Chang Kyun Kim, Gate
This series is a documentation about freight entrances of major art institutions in New York City where artists struggle to go through with their artworks. Most art institutions such as galleries and museums are open to public and no one is discriminated when appreciating artworks in the spaces. As an art student, visiting those institutions was one of the routines in my school life and I truly appreciated being inspired by the great art scenes. However, I also started to realize how hard it was to make my work seen and distinguished in the art world. Approaching reality more and more closely during graduation year, it was painful to realize how many great artists were stopping creating art. In this series, I wanted to describe the contrary and the naive feeling that I had while in school , when I saw them as a kind of unbreakable gates to the art world.
Andrés Lejona, MUDAM Installations
The work consists in a personal project assigned by the Museum of Modern Art of Luxembourg (MUDAM) in 2010 to promote the local food products served in the museum restaurant. I chose regional products and I disposed them in different places showing the design of the building realized by the architect Ming Pei.
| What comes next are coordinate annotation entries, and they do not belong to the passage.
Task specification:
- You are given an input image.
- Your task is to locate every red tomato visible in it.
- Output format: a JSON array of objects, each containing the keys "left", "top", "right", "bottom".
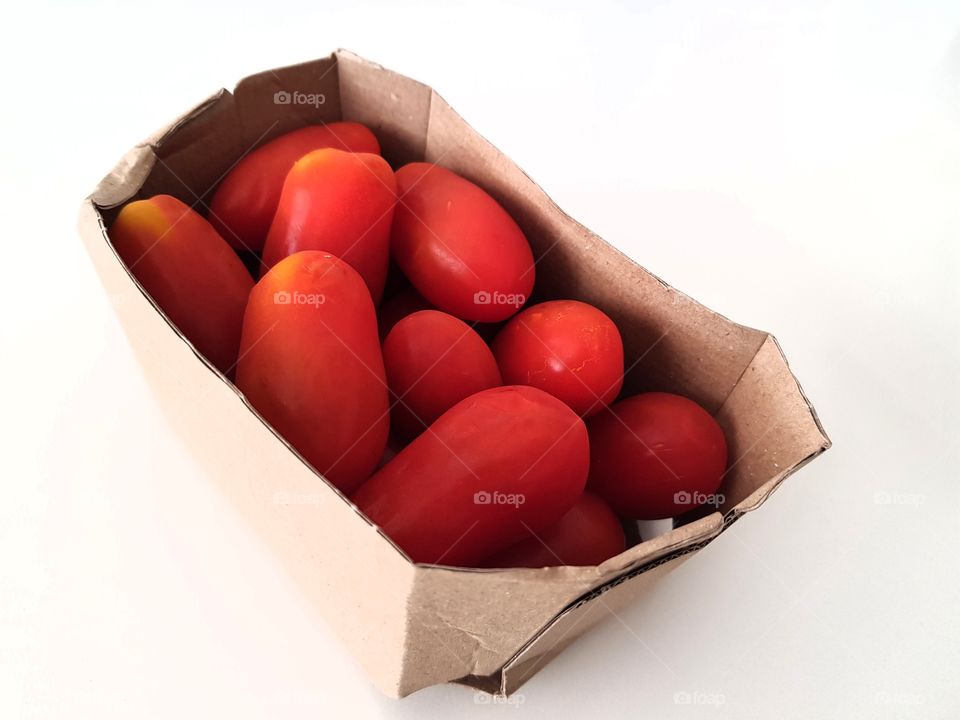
[
  {"left": 390, "top": 163, "right": 535, "bottom": 322},
  {"left": 209, "top": 122, "right": 380, "bottom": 252},
  {"left": 263, "top": 148, "right": 397, "bottom": 305},
  {"left": 237, "top": 251, "right": 389, "bottom": 492},
  {"left": 353, "top": 386, "right": 590, "bottom": 566},
  {"left": 383, "top": 310, "right": 501, "bottom": 437},
  {"left": 377, "top": 288, "right": 431, "bottom": 339},
  {"left": 493, "top": 300, "right": 623, "bottom": 416},
  {"left": 110, "top": 195, "right": 253, "bottom": 375},
  {"left": 588, "top": 392, "right": 727, "bottom": 520},
  {"left": 483, "top": 492, "right": 626, "bottom": 568}
]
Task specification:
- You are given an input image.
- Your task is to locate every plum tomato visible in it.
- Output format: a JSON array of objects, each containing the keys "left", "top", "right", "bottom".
[
  {"left": 110, "top": 195, "right": 253, "bottom": 376},
  {"left": 493, "top": 300, "right": 623, "bottom": 417},
  {"left": 390, "top": 162, "right": 535, "bottom": 322},
  {"left": 587, "top": 392, "right": 727, "bottom": 520},
  {"left": 483, "top": 492, "right": 626, "bottom": 568},
  {"left": 352, "top": 386, "right": 590, "bottom": 567},
  {"left": 263, "top": 148, "right": 396, "bottom": 305},
  {"left": 209, "top": 122, "right": 380, "bottom": 252},
  {"left": 383, "top": 310, "right": 501, "bottom": 438},
  {"left": 237, "top": 251, "right": 390, "bottom": 492}
]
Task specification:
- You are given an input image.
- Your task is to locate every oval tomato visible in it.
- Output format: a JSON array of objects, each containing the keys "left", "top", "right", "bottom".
[
  {"left": 493, "top": 300, "right": 623, "bottom": 416},
  {"left": 377, "top": 287, "right": 432, "bottom": 338},
  {"left": 383, "top": 310, "right": 501, "bottom": 437},
  {"left": 588, "top": 392, "right": 727, "bottom": 520},
  {"left": 483, "top": 492, "right": 626, "bottom": 568},
  {"left": 353, "top": 386, "right": 590, "bottom": 566},
  {"left": 263, "top": 148, "right": 396, "bottom": 305},
  {"left": 237, "top": 251, "right": 389, "bottom": 492},
  {"left": 110, "top": 195, "right": 253, "bottom": 375},
  {"left": 391, "top": 163, "right": 535, "bottom": 322},
  {"left": 209, "top": 122, "right": 380, "bottom": 252}
]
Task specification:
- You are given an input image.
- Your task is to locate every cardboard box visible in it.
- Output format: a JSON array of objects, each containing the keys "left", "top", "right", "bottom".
[{"left": 79, "top": 51, "right": 830, "bottom": 697}]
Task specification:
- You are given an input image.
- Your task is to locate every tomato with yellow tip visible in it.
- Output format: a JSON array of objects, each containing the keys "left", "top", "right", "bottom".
[{"left": 109, "top": 195, "right": 253, "bottom": 375}]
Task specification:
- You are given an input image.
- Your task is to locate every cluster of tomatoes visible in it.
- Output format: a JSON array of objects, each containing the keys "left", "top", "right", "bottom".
[{"left": 110, "top": 122, "right": 727, "bottom": 567}]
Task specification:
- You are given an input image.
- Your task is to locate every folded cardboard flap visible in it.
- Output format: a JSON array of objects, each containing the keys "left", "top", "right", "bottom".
[{"left": 81, "top": 51, "right": 829, "bottom": 696}]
Fernando Maquieira, Night guide Museum
Museums have become the Cathedrals of the 20th Century.
“Night guide Museum” offers a new interpretation of works of art observed in different light settings or in the absence of light. I have also set out to represent the accumulation of the different and numerous emotions with which the empty spaces of museums are charged after a long day of visits from the public, with the aim of capturing an invisible but strong and profound emotion. My intention has been to question the existing but artificial link between the work and the space (given that none of the works were created to be there), the museum’s capacity for communication and that same capacity within the works of art themselves. Photographing the silence, solitude and atmosphere that envelops these museum spaces when they are closed to the public is a unique and moving experience. It represents an assault on the works’ privacy and anonymity, now devoid of their glow of prestige, when the name of the artist is irrelevant and no longer transcends or dilutes the promise of the work itself.